Wednesday, January 20, 2010

Things that Java got wrong: part 1: clone()

 This is the start of a series on some of the what-might-have-beens in Java: facets of the language that, in my opinion, they "got wrong".

But, first, a disclaimer: I love Java and as far as I'm concerned, it's by far the best general purpose and popular language that has ever walked the earth, so to speak.  So while I'm about to be very picky indeed to my favorite toy, I still love ya baby!

clone()

The ability of a class to have its objects cloned is determined by the existence of a marker interface Cloneable.  If you override the clone() method in your Cloneable class (don't forget to make it public) you buy the privilege of not having it throw a CloneNotSupportedException when you call clone() on that object.  The super.clone() method will actually do most of the heavy lifting for you.  But it only does a field-by-field copy.  It doesn't clone any of the fields itself, it just copies them.  Now, wouldn't it be nice if we could provide an annotation, for example @Clone(deepcopy=true), for those fields on which we want to perform a deep copy.  Similarly for shallow copies, such as implemented by HashMap and ArrayList.

The way we have to do it now is to invoke clone() on those fields (and naturally, we have to implement the clone() method in the (Cloneable) type of the field).  And here's the annoying part.  When a field is marked final, because it's initialized only by the constructor(s), you have to mark it as non-final just so that you can assign the result of cloning it to the field.  Even without the annotations suggested above, the Java designers could have given the clone() method, if it exists, special privileges on a par with constructors.  It sounds a bit hokey, I agree.  But clearly the Object.clone() method effectively has these privileges (when it does a field-by-field copy).  It's only at our level that such privileges are missing.

OK, back to work!

Done tinkering with Darwin

Today I released Darwin framework for evolutionary computation, version 2.2.01 and I'm done.  No more updates unless somebody has a really interesting problem to solve, preferably for ca$h!  The traveling salesman solution is much better now.
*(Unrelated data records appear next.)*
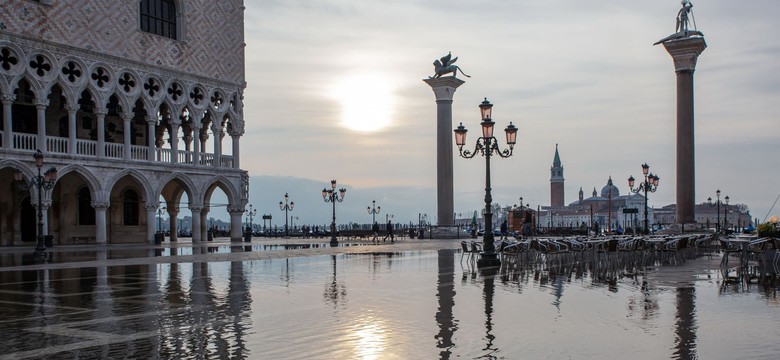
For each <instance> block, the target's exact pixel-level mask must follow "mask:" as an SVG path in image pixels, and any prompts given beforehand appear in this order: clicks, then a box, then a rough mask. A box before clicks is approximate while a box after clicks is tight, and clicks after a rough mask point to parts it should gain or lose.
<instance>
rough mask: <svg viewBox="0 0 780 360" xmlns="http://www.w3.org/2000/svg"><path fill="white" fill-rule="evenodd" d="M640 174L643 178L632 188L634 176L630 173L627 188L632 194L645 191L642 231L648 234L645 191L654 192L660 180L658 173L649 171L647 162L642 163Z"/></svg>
mask: <svg viewBox="0 0 780 360" xmlns="http://www.w3.org/2000/svg"><path fill="white" fill-rule="evenodd" d="M642 175H644V176H645V180H644V181H643V182H642V183H640V184H639V186H637V187H636V188H634V182H635V181H636V180H635V179H634V176H633V175H631V176H630V177H629V178H628V188H629V190H630V191H631V192H633V193H634V194H638V193H639V192H641V191H644V193H645V229H644V233H645V234H648V233H650V228H649V227H648V223H647V192H648V191H649V192H655V191H656V190H657V189H658V181H659V180H661V178H660V177H658V175H653V173H651V172H650V165H647V163H644V164H642Z"/></svg>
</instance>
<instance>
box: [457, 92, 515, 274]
mask: <svg viewBox="0 0 780 360" xmlns="http://www.w3.org/2000/svg"><path fill="white" fill-rule="evenodd" d="M492 108H493V104H491V103H490V102H489V101H487V98H485V101H483V102H482V103H481V104H480V105H479V109H480V112H481V113H482V123H481V125H482V136H480V137H479V138H478V139H477V143H476V146H475V147H474V151H473V152H472V151H469V150H465V151H464V150H463V145H466V132H467V130H466V128H465V127H463V123H461V124H460V125H459V126H458V127H457V128H456V129H455V144H457V145H458V151H459V153H460V156H461V157H464V158H466V159H470V158H473V157H474V156H476V155H477V153H480V154H482V156H484V157H485V226H486V227H487V226H488V224H491V226H492V223H493V213H492V209H491V206H490V204H491V202H493V197H492V196H491V194H490V157H491V156H492V155H493V154H494V153H495V154H496V155H498V156H500V157H502V158H507V157H510V156H512V149H513V148H514V146H515V143H516V142H517V141H516V140H517V128H516V127H515V126H514V125H512V123H511V122H510V123H509V126H507V127H506V129H504V131H505V132H506V143H507V145H509V149H506V150H503V151H501V149H499V147H498V141H497V139H496V138H495V137H494V136H493V125H495V123H494V122H493V119H491V114H492ZM482 242H483V245H482V246H483V249H484V252H483V253H482V254H480V259H479V261H478V262H477V265H478V266H479V267H493V266H495V267H497V266H500V265H501V261H500V260H499V259H498V258H497V257H496V247H495V245H494V244H493V229H489V231H488V229H485V234H484V237H483V238H482Z"/></svg>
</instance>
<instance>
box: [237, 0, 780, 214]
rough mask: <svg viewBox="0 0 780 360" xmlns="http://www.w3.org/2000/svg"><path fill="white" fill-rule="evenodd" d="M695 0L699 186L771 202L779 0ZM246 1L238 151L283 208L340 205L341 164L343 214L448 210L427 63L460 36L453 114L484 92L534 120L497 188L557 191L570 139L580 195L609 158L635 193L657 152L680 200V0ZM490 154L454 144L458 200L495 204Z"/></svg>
mask: <svg viewBox="0 0 780 360" xmlns="http://www.w3.org/2000/svg"><path fill="white" fill-rule="evenodd" d="M693 3H694V8H693V14H694V19H695V23H696V26H697V29H698V30H699V31H702V32H703V33H704V35H705V39H706V41H707V44H708V48H707V49H706V50H705V51H704V53H703V54H702V55H701V57H700V58H699V62H698V65H697V68H696V73H695V106H696V108H695V118H696V120H695V134H696V201H697V202H701V201H706V199H707V197H710V196H712V197H714V196H715V191H716V190H717V189H720V190H721V191H722V192H723V194H724V195H729V196H730V198H731V202H732V203H745V204H747V205H748V206H749V207H750V209H751V212H752V214H753V217H758V218H760V219H763V218H764V217H765V216H766V214H767V213H768V212H769V209H770V207H771V206H772V205H773V203H774V201H775V199H776V198H777V197H778V196H779V195H780V186H778V185H777V184H780V181H778V179H780V157H779V156H778V155H779V154H778V149H780V142H778V139H779V137H780V121H779V120H780V119H778V112H779V111H780V110H778V109H780V108H779V107H778V105H780V97H779V96H778V95H780V61H778V60H780V57H779V56H778V54H780V38H778V36H777V34H778V30H779V29H778V25H777V24H778V20H777V19H779V18H780V2H778V1H776V0H754V1H733V0H709V1H693ZM245 5H246V12H245V15H246V18H245V23H246V33H245V36H246V43H247V47H246V57H247V63H246V77H247V82H248V85H247V89H246V93H245V108H244V115H245V119H246V134H245V135H244V137H242V139H241V152H242V154H241V160H242V164H241V165H242V168H244V169H247V170H248V171H249V172H250V175H251V176H253V179H252V183H251V201H250V202H251V203H252V204H253V205H254V207H255V208H257V209H258V212H261V213H273V214H274V218H275V219H283V213H281V214H280V211H279V209H278V202H279V200H281V199H282V198H283V196H284V192H289V193H290V196H291V198H292V199H293V200H294V201H295V202H296V204H297V205H298V206H297V207H296V210H294V212H295V215H297V216H299V219H298V223H301V222H306V223H320V224H323V223H327V222H329V221H330V215H331V214H330V210H331V208H330V206H329V204H324V203H323V201H322V197H321V195H320V192H321V190H322V187H324V186H328V185H329V181H330V180H331V179H337V180H338V181H339V184H340V185H341V184H343V185H345V186H347V187H348V193H347V198H346V199H345V200H344V203H341V204H339V205H338V209H337V217H338V222H339V223H345V222H348V221H355V222H365V223H367V222H370V219H371V218H370V216H369V215H367V214H366V207H367V206H368V205H370V201H371V200H372V199H376V200H377V203H379V204H380V205H381V206H382V208H383V212H382V213H381V214H382V215H380V217H381V219H382V220H384V215H383V214H393V215H394V220H395V221H396V222H398V221H400V222H408V221H410V220H414V221H416V220H417V217H418V214H420V213H427V214H429V215H430V216H435V212H436V204H435V200H436V199H435V186H436V170H435V166H436V154H435V151H436V134H435V128H436V104H435V98H434V95H433V92H432V91H431V89H430V87H429V86H428V85H426V84H425V83H423V81H422V80H423V79H425V78H427V77H428V76H430V75H432V74H433V65H432V63H433V61H434V60H435V59H438V58H439V57H441V56H443V55H446V54H447V52H449V51H451V52H452V55H453V56H457V57H458V58H459V59H458V61H457V63H456V64H457V65H459V66H460V67H461V68H462V69H463V71H464V72H466V73H467V74H469V75H471V76H472V77H471V78H463V77H461V78H463V79H464V80H466V83H465V84H464V85H462V86H461V87H460V88H459V89H458V90H457V92H456V93H455V97H454V103H453V128H454V127H455V126H457V124H458V123H459V122H463V124H464V125H465V126H466V127H467V128H468V129H470V130H471V132H469V135H472V136H471V138H470V139H469V143H470V144H471V145H470V146H472V147H473V141H474V140H475V137H474V136H473V135H474V134H476V133H477V132H478V128H479V121H480V116H479V109H478V107H477V106H478V105H479V103H480V102H481V101H482V100H483V98H484V97H487V98H488V100H490V101H491V102H492V103H493V104H494V108H493V109H494V110H493V119H494V120H495V122H496V127H497V129H498V130H501V129H503V128H504V127H505V126H506V125H508V124H509V122H510V121H512V122H513V123H514V124H515V125H516V126H517V127H518V128H519V132H518V144H517V146H516V147H515V153H514V156H513V157H511V158H509V159H493V162H492V169H493V190H494V192H493V198H494V202H497V203H500V204H502V205H511V204H516V203H518V198H519V197H520V196H522V197H523V198H524V200H525V202H528V203H530V205H531V206H533V207H536V205H539V204H541V205H549V203H550V182H549V180H550V166H551V164H552V160H553V155H554V151H555V144H559V150H560V155H561V160H562V162H563V166H564V169H565V170H564V176H565V178H566V182H565V201H566V203H570V202H573V201H575V200H576V198H577V192H578V190H579V189H580V187H582V188H583V190H584V191H585V193H586V196H587V195H589V194H590V193H591V192H592V191H593V188H594V187H595V188H597V189H599V190H600V189H601V187H602V186H604V185H605V183H606V181H607V178H608V177H609V176H612V177H613V179H614V181H615V184H616V185H617V186H618V187H619V188H620V190H621V193H622V194H626V193H627V191H628V189H627V187H628V185H627V181H626V179H627V178H628V177H629V175H633V176H634V177H639V176H641V164H642V163H644V162H647V163H648V164H649V165H650V170H651V172H653V173H657V174H658V175H659V176H660V178H661V181H660V187H659V189H658V191H657V192H656V193H655V194H652V197H651V199H650V205H651V206H656V207H660V206H664V205H668V204H671V203H673V202H674V201H675V189H676V186H675V129H676V125H675V124H676V112H675V111H676V110H675V109H676V103H675V101H676V100H675V99H676V90H675V74H674V67H673V65H672V59H671V57H670V56H669V55H668V54H667V53H666V51H665V50H664V48H663V47H662V46H660V45H659V46H653V43H654V42H656V41H658V40H659V39H661V38H663V37H666V36H667V35H670V34H671V33H673V32H674V31H675V17H676V15H677V11H678V10H679V9H680V2H679V1H677V0H654V1H640V0H623V1H617V0H603V1H581V0H558V1H507V0H486V1H468V0H449V1H438V0H426V1H419V0H403V1H375V0H359V1H358V0H306V1H293V0H276V1H246V2H245ZM355 119H358V120H357V121H358V123H357V124H356V123H354V122H355V121H356V120H355ZM355 129H357V130H355ZM500 143H501V144H503V143H504V140H503V139H501V141H500ZM453 151H456V149H455V148H453ZM484 167H485V162H484V158H479V157H476V158H474V159H471V160H466V159H463V158H460V157H458V156H457V155H456V156H455V158H454V169H455V170H454V171H455V180H454V185H455V211H456V212H459V213H466V212H471V211H473V210H476V209H480V208H481V207H482V206H483V197H484ZM772 214H780V208H778V207H776V208H775V209H774V210H773V211H772ZM431 220H433V222H434V223H435V220H436V219H435V218H434V219H431Z"/></svg>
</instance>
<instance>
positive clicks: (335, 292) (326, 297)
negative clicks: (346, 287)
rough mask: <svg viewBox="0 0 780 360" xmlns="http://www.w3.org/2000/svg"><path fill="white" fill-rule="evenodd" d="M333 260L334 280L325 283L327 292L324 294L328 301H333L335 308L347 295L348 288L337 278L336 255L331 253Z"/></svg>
mask: <svg viewBox="0 0 780 360" xmlns="http://www.w3.org/2000/svg"><path fill="white" fill-rule="evenodd" d="M330 258H331V261H332V262H333V280H332V281H331V282H330V283H328V284H326V285H325V293H324V294H323V295H324V297H325V301H326V302H331V303H333V307H334V308H335V307H336V306H337V305H338V304H339V301H341V300H342V299H343V298H344V297H345V296H346V295H347V289H346V287H345V286H344V284H341V283H339V282H338V280H337V279H336V255H331V257H330Z"/></svg>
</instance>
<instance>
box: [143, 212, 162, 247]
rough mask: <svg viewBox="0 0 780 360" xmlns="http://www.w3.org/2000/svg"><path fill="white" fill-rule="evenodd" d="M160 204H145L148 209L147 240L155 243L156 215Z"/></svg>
mask: <svg viewBox="0 0 780 360" xmlns="http://www.w3.org/2000/svg"><path fill="white" fill-rule="evenodd" d="M158 206H159V205H157V203H147V204H146V205H144V208H145V209H146V242H147V243H149V244H154V234H155V233H156V232H157V228H156V227H155V222H154V220H155V219H154V217H155V215H156V214H155V213H156V212H157V207H158Z"/></svg>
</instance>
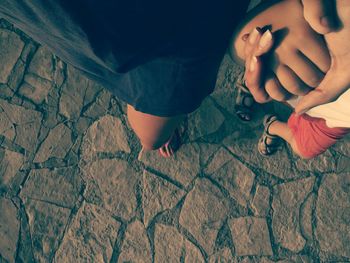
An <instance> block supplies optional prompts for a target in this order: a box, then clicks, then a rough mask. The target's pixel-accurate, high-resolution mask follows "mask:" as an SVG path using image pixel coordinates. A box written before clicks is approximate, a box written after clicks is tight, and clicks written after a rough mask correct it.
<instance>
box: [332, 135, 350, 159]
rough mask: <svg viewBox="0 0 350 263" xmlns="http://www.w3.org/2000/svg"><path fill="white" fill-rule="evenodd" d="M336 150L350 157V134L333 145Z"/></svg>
mask: <svg viewBox="0 0 350 263" xmlns="http://www.w3.org/2000/svg"><path fill="white" fill-rule="evenodd" d="M332 148H333V149H334V150H335V151H337V152H339V153H341V154H343V155H346V156H347V157H350V135H347V136H345V137H344V138H343V139H342V140H340V141H339V142H337V143H336V144H335V145H333V147H332Z"/></svg>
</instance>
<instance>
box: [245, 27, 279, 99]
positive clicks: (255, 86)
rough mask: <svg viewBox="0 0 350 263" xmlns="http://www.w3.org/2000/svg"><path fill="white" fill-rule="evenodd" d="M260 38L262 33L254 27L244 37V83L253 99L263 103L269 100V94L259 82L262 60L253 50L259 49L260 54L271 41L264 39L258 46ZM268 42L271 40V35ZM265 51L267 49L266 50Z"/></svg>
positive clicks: (261, 65) (261, 82)
mask: <svg viewBox="0 0 350 263" xmlns="http://www.w3.org/2000/svg"><path fill="white" fill-rule="evenodd" d="M261 38H262V33H261V32H260V31H259V30H257V29H256V28H255V29H253V31H252V32H250V34H249V37H248V38H247V39H246V41H245V42H246V44H245V47H244V53H245V57H246V60H245V75H244V79H245V82H246V83H245V84H246V85H247V88H248V89H249V91H250V93H251V94H252V96H253V97H254V100H255V101H256V102H258V103H264V102H267V101H269V100H270V98H269V95H268V94H267V93H266V91H265V89H264V88H263V87H262V85H261V83H263V70H262V62H261V59H260V58H258V57H257V56H255V51H256V50H258V49H259V52H260V54H261V53H262V52H263V50H266V49H264V48H266V47H268V46H271V47H272V43H266V42H268V40H266V38H265V40H264V42H265V43H266V44H265V45H263V46H262V47H260V48H259V46H258V45H259V41H260V40H261ZM270 42H272V35H271V39H270ZM266 52H267V51H266Z"/></svg>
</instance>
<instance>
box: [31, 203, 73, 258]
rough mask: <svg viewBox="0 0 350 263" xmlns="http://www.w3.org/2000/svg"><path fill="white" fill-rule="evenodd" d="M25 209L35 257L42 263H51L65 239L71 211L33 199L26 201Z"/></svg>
mask: <svg viewBox="0 0 350 263" xmlns="http://www.w3.org/2000/svg"><path fill="white" fill-rule="evenodd" d="M25 209H26V212H27V215H28V219H29V228H30V234H31V238H32V242H33V252H34V257H35V259H36V261H37V262H40V263H44V262H45V263H46V262H51V260H52V259H53V256H54V252H55V251H56V250H57V249H58V246H59V242H60V240H61V238H62V237H63V234H64V231H65V228H66V225H67V223H68V218H69V215H70V213H71V210H70V209H67V208H63V207H59V206H56V205H52V204H48V203H46V202H41V201H35V200H32V199H27V200H25Z"/></svg>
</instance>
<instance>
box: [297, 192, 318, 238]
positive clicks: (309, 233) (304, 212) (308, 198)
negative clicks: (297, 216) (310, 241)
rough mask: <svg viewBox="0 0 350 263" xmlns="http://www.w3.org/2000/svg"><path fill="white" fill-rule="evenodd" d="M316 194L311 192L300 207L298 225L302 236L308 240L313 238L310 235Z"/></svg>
mask: <svg viewBox="0 0 350 263" xmlns="http://www.w3.org/2000/svg"><path fill="white" fill-rule="evenodd" d="M315 202H316V194H311V195H310V196H309V197H308V198H307V199H306V201H305V203H304V204H303V206H302V207H301V211H300V213H301V218H300V220H301V222H300V227H301V229H302V233H303V236H304V237H305V238H306V239H308V240H313V235H312V232H313V231H312V210H313V209H314V207H315Z"/></svg>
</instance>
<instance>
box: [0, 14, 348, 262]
mask: <svg viewBox="0 0 350 263" xmlns="http://www.w3.org/2000/svg"><path fill="white" fill-rule="evenodd" d="M239 74H241V69H240V68H239V67H238V66H235V65H234V64H233V62H231V61H230V59H229V58H228V57H225V59H224V61H223V64H222V67H221V69H220V72H219V76H218V82H217V87H216V90H215V92H214V93H213V94H212V95H211V96H210V97H209V98H208V99H206V100H205V101H204V103H203V105H202V106H201V108H200V109H198V110H197V111H196V112H195V113H193V114H191V115H190V116H189V117H188V119H187V120H186V122H185V123H184V125H183V129H184V135H183V140H184V145H183V146H182V147H181V149H180V151H179V152H178V153H177V154H176V155H175V157H174V158H170V159H162V158H161V157H160V156H159V155H158V154H157V153H156V152H148V153H141V154H139V152H140V145H139V143H138V141H137V139H136V137H135V135H133V133H132V131H131V129H130V127H129V126H128V123H127V121H126V117H125V105H124V104H123V103H122V102H120V101H119V100H118V99H117V98H114V97H113V96H111V94H110V93H109V92H108V91H106V90H105V89H103V87H101V86H100V85H98V84H96V83H93V82H91V81H90V80H88V79H87V78H86V77H84V76H83V74H82V73H81V72H79V71H78V70H76V69H74V68H73V67H71V66H69V65H67V64H65V63H64V62H62V61H61V60H60V59H59V58H57V57H56V56H54V55H53V54H51V53H50V51H48V50H47V49H46V48H45V47H42V46H40V45H38V44H37V43H35V42H33V41H32V40H31V39H29V38H28V37H27V36H26V35H25V34H23V33H22V32H20V31H19V30H17V29H15V28H13V27H12V26H11V25H10V24H8V23H7V22H6V21H4V20H1V22H0V262H58V263H60V262H190V263H192V262H350V138H349V137H348V138H347V139H345V140H343V141H342V142H340V143H338V144H337V145H336V146H334V147H333V148H332V149H330V150H328V151H327V152H326V153H324V154H323V155H321V156H320V157H318V158H316V159H314V160H311V161H305V160H301V159H299V158H297V157H296V156H295V155H293V153H292V152H291V150H290V148H288V147H287V146H285V145H284V146H282V147H281V148H280V149H279V151H278V153H277V154H276V155H274V156H272V157H269V158H263V157H261V156H260V155H259V154H258V153H257V150H256V144H257V140H258V138H259V136H260V134H261V131H262V125H261V119H262V116H263V115H264V112H268V111H270V110H271V109H275V110H276V109H277V110H278V112H279V113H280V114H281V115H285V114H286V113H287V111H286V110H285V109H284V108H282V107H280V106H277V105H264V106H256V109H255V112H256V116H255V118H254V120H253V121H252V122H250V123H248V124H247V123H242V122H240V121H239V120H238V118H237V117H236V116H235V113H234V109H233V104H234V103H233V102H234V90H233V87H234V83H235V81H236V79H237V78H238V76H239Z"/></svg>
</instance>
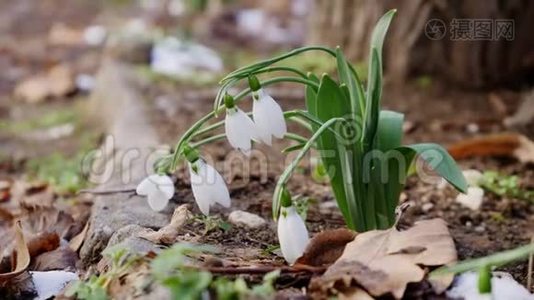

Various other improvements too. Along with it, I've updated tostring (1.0.1) and beanpot (1.0.9).  See my Sourceforge page (on Profile) for more details.

The new method for solving the traveling salesman problem is somewhat inspired by the Lenski experiment.  It's not quite the same, but both are based on asexual reproduction and both involve successive generations that are externally managed.  Of course, in the Lenski experiment there are real live critters in there, E. coli to be precise.  Whereas my solutions are purely bits and bytes.  But it's really helpful to keep an eye out for real biology to improve the framework.

In the latest version, I had to implement clone() on a lot of the classes.  Grrr!  See my other post regarding Things Java Got Wrong.

OK, back to work!

Thursday, January 7, 2010

The top ten most difficult software packages

There are some pieces of software that you install, plug them in, whatever and they just start working.  Eclipse is pretty much that way, even if it does take a bit of getting used to at first.  JUnit of course is dead easy to use.  Even stuff of some complexity such as Apache's axis for working with SOAP are straightforward.  I was also particularly impressed with the EclEmma coverage tool.

But there are some pieces of software, whether frameworks, plugins, stand-alone applications, or just Java classes that can be real beasts to get right.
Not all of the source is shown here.